Continuing through May 5, 2013
“Ain’t Painting a Pain,” the title of this show, is a humorous jab at artist Richard Jackson, who has spent much of his career throwing and pouring prodigious amounts of paint onto installations, many of them room-size. Eleven of these installations, created 1970 to 2011, along with numerous drawings for finished works, fill the museum to the brim; a new outdoor piece titled “Bad Dog” is a 26-foot high puppy that functions as a sentinel to the side of the museum.
Jackson (descended from Andrew Jackson) has spent much of his career exploring and inventing numerous methods of how to apply paint. As exhibition curator Dennis Szakacs writes in the accompanying catalog, “Canvas, paint, space and even time were each reconfigured, often simultaneously in a single work. Stretched canvas was transformed from a surface to receive paint into a device for applying it … Paint was ... indiscriminately poured, smeared, spattered and thrown.” As historic photographs indicate, the athletic artist throws not only paint but also his body onto the canvasses and installations while working on them. He is known to destroy one painting in order to create another, particularly large-scale “wall paintings” or murals on gallery walls. The volume of Jackson’s oeuvre, the large size of the individual pieces, along with the preparatory drawings, made the task of preparing this comprehensive show daunting, an effort that took nearly two months.

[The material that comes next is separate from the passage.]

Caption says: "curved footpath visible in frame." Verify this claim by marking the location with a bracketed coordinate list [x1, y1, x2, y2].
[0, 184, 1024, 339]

Jackson, an astute student of art history, reinterprets iconic works of art giants including those by Jacques-Louis David, Edgar Degas, Marcel Duchamp, Jasper Johns, Pablo Picasso and Georges Seurat. His deeply colored, “The Blue Room” (2011), a 175 x 175 x 108 inch room, inspired by Picasso’s 1901 painting by the same name, pairs Marcel Duchamp with the nude Eve Babitz, taken from the well-known photograph of the pair playing chess at the Pasadena Art Museum in 1963. A photograph, “Blue Room Activation,” depicts Jackson barefoot, throwing blue paint at the work, spinning like a whirling dervish. The contrasting bright red “The Laundry Room (Death of Marat)” (2009) is a recreation of David’s 1793 “Pieta” of the French Revolution. But here, Marat lies inside a red tub, facing a red laptop.
The artist's monumental stacked painting, “Big Ideas - 1000 Pictures” (1980), is a floor to ceiling, 30-foot long, more than one-foot deep installation, displaying the sides of stacked paint-dripped canvases; the massive size becomes a metaphor for this artist who creates obsessively. “Untitled (Maze for Eugenia Butler Gallery)” (1970), recreated for this exhibition, is a 20 x 20 foot enclosure with 9-foot high walls of stretched canvas and painted architectural space. It has to be viewed in parts and is experienced differently upon entering and exiting. His room installation measuring 141 3/4 x 432 x 360 1/4 inches, “1000 Clocks” (1987-1992), features clock hands and numbers that cover three walls and the ceiling. It was premiered in the “Helter Skelter” exhibition at MOCA in 1992. His site-specific “Wall Paintings” are made by sliding wet canvases across the gallery walls, resulting in wildly colorful abstract murals, nearly 80 feet long. The original canvas - the tool for application in this case - is destroyed in the process.
Particularly representative of the artist’s obsession to challenge the limits of traditional painting practices is his in-progress 11 x 16 1/2 foot, “La Grande Jatte (after Georges Seurat)” (1992-present), created by dipping pellets into paint and firing them from a pellet gun at the canvas. While 90,000 shots have been fired so far, the painting is only 10 percent complete. As Jeffrey Weiss writes in the exhibition catalog, “Without abandoning painting practice, or even displacing it, Jackson for a time, turned painting into an event.” In fact, the sheer magnitude of this exhibition, as well as the cleverness and scale of the works, reveal an artist of magnanimous vision, energy and drive. Today, at age 73, Jackson is receiving his first retrospective and an overview of those kinetic decades makes us part of the action.